Bargain stocks are typically considered to be below the $10 price range, but what about high return stocks that cost just over twice as much? Should they be ignored, or can they still be bargains if there’s long term potential? In the case of Atlantica Yield PLC (NASDAQ: AY) many alternative energy investors would still consider it a steal. It’s a stock that’s outperforming its industry and it has grown 21.99% this year, outpacing the major indexes.
Atlantica is interesting because it is a highly diversified clean energy company. 68% of its yearly revenue comes from clean energy, including wind and solar farms. The company engages in natural gas energy production and it owns several water assets. It also develops infrastructure. Having such a wide spread of interests can protect the company against extreme volatility. Unlike many stocks right at the very-low bargain end of the market, this one pays a dividend. It currently has a yield of 6.36%.

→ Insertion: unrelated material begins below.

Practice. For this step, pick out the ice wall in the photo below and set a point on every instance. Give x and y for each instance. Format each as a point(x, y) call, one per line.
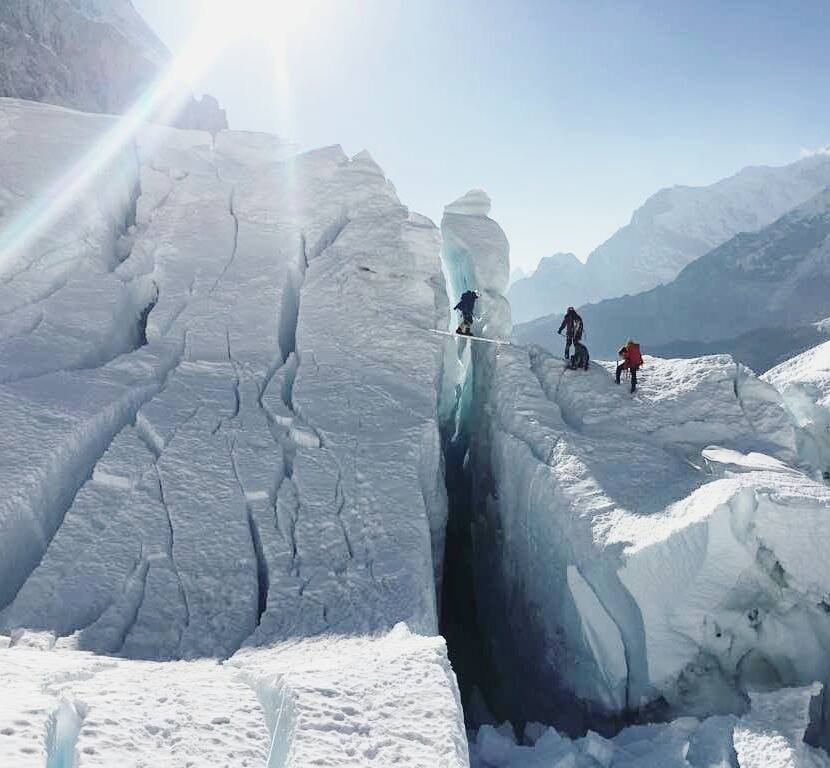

Sales revenue movement has been positive for the last five consecutive years. In 2018, revenue was up 3.51%, while gross income declined by -4.81%. Even so, the gross profit margin is still impressive at 48.81%.
Unlike many alternative energy stocks, there’s not a huge amount of speculation in this one. Atlantica has a solid business model with known and quantifiable revenue streams. It would make a strong addition to portfolios that are filled with highly speculative penny stocks, and the dividend ensures a predictable return for the short and mid-term.
- 1 Year Price Growth: 41%
- YTD Price Growth: 99%
- 3 Month Price Growth: 64%
All information is based on current and historical market data, as well as publicly available financial data. As with any financial decision, your own research is important. Stock market outcomes can never be 100% accurately predicted. Familiarity with historical data, individual industries, and individual stocks is key to developing a robust portfolio. Note that stock prices can fluctuate rapidly during trading sessions.